20 Jahre inklusive Sportgruppe
Sehr gutes Gruppengefühl

Ostbevern -

Seit 20 Jahren ist die integrative Sportgruppe des Vereins VIBO ein Erfolgsmodell. Das wurde natürlich gefeiert. Und auch für den Nachwuchs ist gesorgt, wenn sich die langjährigen Trainerinnen in die zweite Reihe zurückziehen.

Samstag, 08.02.2020, 07:01 Uhr aktualisiert: 09.02.2020, 12:18 Uhr
Barbara Feikus, Elisabeth Wiegmann und Monika Winter (Bild unten links: v.l.) setzten sie für die Gründung der VIBO-Sportgruppe ein. Nach einer kleinen Feierstunde zum 20-jährigen Jubiläum ging es selbstverständlich in die Turnhalle.
Barbara Feikus, Elisabeth Wiegmann und Monika Winter (Bild unten links: v.l.) setzten sie für die Gründung der VIBO-Sportgruppe ein. Nach einer kleinen Feierstunde zum 20-jährigen Jubiläum ging es selbstverständlich in die Turnhalle. Foto: Anne Reinker

Spaß haben, Sport treiben und Gemeinsamkeit spüren: Das alles erleben Kinder und Jugendliche in der inklusiven Sportgruppe des Vereins VIBO. Seit genau 20 Jahren gibt es dieses Angebot, um behinderte und nicht behinderte junge Menschen zusammenzubringen.
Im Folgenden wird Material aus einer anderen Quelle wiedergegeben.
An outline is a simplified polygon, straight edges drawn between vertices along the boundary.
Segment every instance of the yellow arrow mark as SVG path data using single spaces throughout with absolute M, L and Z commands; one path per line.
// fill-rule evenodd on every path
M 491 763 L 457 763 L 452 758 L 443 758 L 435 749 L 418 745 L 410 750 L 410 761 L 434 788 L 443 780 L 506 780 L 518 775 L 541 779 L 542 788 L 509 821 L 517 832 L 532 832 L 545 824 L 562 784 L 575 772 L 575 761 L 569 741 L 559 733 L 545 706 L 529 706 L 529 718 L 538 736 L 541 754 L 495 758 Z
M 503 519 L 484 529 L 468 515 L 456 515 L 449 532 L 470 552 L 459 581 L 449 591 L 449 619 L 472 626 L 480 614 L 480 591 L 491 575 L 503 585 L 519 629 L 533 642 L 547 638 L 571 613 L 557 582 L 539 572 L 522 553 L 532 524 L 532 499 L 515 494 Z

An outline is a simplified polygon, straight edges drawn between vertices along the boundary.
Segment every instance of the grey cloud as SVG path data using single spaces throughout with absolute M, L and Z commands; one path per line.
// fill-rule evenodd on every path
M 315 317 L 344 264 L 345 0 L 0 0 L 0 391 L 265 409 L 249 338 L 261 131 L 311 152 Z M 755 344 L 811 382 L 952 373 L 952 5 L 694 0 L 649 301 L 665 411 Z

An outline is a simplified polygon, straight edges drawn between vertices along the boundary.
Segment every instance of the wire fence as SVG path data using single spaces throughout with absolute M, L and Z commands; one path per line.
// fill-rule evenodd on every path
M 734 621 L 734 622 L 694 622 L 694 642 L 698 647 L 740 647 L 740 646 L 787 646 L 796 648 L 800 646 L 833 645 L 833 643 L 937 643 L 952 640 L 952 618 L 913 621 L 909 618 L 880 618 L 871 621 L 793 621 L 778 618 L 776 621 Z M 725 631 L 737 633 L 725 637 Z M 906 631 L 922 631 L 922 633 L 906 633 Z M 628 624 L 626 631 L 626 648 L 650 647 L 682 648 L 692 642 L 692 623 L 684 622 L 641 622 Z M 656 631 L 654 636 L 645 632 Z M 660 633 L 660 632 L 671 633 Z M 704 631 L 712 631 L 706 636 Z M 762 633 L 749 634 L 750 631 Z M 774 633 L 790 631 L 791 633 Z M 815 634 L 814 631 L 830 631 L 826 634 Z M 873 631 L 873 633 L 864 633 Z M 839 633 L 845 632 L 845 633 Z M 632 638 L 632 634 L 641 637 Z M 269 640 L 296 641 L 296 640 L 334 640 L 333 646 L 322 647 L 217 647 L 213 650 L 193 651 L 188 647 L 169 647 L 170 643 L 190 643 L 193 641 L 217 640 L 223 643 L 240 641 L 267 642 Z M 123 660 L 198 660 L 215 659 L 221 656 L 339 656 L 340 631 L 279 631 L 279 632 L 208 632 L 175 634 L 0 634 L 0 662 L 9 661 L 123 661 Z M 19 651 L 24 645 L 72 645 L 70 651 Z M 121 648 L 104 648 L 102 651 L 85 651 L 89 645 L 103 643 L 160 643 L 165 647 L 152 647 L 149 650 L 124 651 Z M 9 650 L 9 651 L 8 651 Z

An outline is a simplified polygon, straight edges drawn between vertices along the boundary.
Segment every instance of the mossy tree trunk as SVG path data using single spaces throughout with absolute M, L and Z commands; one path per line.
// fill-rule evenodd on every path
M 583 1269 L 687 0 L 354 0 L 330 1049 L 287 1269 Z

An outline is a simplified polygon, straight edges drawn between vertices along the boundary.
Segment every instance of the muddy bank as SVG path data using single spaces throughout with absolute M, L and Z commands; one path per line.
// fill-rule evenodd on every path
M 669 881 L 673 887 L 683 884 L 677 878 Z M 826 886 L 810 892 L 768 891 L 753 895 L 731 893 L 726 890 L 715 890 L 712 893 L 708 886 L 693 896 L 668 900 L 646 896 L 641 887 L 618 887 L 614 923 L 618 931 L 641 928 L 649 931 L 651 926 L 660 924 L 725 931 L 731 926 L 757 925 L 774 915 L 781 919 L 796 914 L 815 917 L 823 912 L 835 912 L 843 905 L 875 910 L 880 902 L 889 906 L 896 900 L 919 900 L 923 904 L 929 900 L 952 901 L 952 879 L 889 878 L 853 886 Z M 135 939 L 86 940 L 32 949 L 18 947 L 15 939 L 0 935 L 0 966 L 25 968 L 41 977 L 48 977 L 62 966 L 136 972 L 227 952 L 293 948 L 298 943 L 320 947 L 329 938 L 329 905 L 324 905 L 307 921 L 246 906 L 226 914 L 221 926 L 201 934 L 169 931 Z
In einer kleinen Feierstunde wurde dieser Geburtstag begangen. Natürlich nicht, ohne sich nach einem kleinen Abendessen noch zusammen in der Beverhalle zu bewegen.

Kontakt zu Gleichaltrigen

„Wir haben damals darüber nachgedacht, dass sich Kinder oft beim Sport treffen und spielen“, erzählte Elisabeth Wiegmann , die damals die zündende Idee für die integrative Gruppe hatte. Denn mehrere Kinder besuchten Förderschulen in umliegenden Orten und kamen mit den hiesigen Gleichaltrigen nur wenig in Kontakt. Das zu ändern war der Hauptgrund, sagt Wiegmann, die 30 Jahre den VIBO-Vorsitz innehatte. Denn, so die Initiatorin: „Es ist wichtig, Teil einer Gruppe zu sein. Das tut einfach gut.“

Es ist wichtig, Teil einer Gruppe zu sein. Das tut einfach gut.

Elisabeth Wiegmann

Mit Monika Winter und Barbara Feikus gewann sie zwei engagierte Gleichgesinnte, die die Idee in die Praxis umsetzen wollten. Von Anfang an wurde die Gruppe, damals unter dem Namen „Spiel, Sport, Spaß“, sehr gut besucht.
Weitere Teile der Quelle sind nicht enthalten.